The next handsome house to go up in Dilworth will be built by Mr. E. D. Latta, president of the 4 C’s, and for whom Dilworth takes its name. Mr. Latta will build on the corner of the boulevard, by the big tree at the pavilion turn. He will erect a house in keeping with his own ideas of elegance, and which will still further beautify his namesake.

 

July 12

Ensign Walker of Charlotte arrived yesterday to visit friends and family. He had been stationed on the Nashville and was the officer in charge of the gun that fired the first shot of the War (Spanish-American).

 

July 13

The Household of Ruth, an order among colored people, had a long parade in Charlotte yesterday.

 

July 14

Mrs. E. C. Harris, the aged lady who made the trip from Texas here alone, recently has presented Miss Fannie Harris with a table that belonged to Hezekiah Alexander, one of the signers (of the Mecklenburg Declaration of Independence) and an ancestor of the Harris family.

 

July 18

The Chamber of Commerce committee, the full 11, will meet today.

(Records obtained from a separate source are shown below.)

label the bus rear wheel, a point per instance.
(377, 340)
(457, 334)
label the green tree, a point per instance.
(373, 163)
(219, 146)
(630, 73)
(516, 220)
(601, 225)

Mr. E. D. Latta awarded the contract for the 4 C’s building on South Tryon St. to Hayden, Wheeler, and Schwend.

 

Rev. Royel G. Shannonhouse, son of Mr. Joseph G. Shannonhouse of Charlotte, was ordained by Rev. C. L. Hoffmann. He preached his first sermon at St. Peter’s Episcopal Church.
 
Rev. Royel Shannonhouse

July 22

Mrs. Amanda Gibson has 2 new musical compositions-"I Will Be True" and a waltz "My Love’s Praises." Both are excellent. Mrs. Gibson is from Charlotte, and Charlotte people can claim her work with pride.

July 26

A cedar gavel from a tree at the battlefield at Manassas, VA was given to the Julia Jackson Chapter of the Children of the Confederacy.

July 27

The colored firemen of the city will go to Washington, NC on Monday to attend the annual tournament.

The large, open street car purchased last summer cost $1,400. The smaller ones cost $1,000.

The school board has decided to let teachers already in the schools compete for the vacancy left in the 9th grade. A man has always been hired by special examinations. However, Chairman Anderson feels that women are as capable of filling the position as a man. If they could pass the exam and were due a promotion, they would be eligible. The board acted on this suggestion.

July 28

The 4C’s Co. filed a deed of trust yesterday in the clerk’s office with the Mercantile Trust & Deposit Co. of Baltimore to secure a payment of $500,000 with a 30 year interest rate. This is the largest moneyed transaction, individual or corporate, ever recorded in the clerk’s office of this county.

July 30

Dr. Chauncey Rakestraw will begin a residence on Elizabeth Ave. that will be an ornament to Charlotte's eastern suburbs. Dr. Rakestraw will have a suite of offices in his residence. The building will be of colonial style with large porches, tower and porte cochere. It will command a beautiful view of the city, and the house will be the gateway to Highland Park.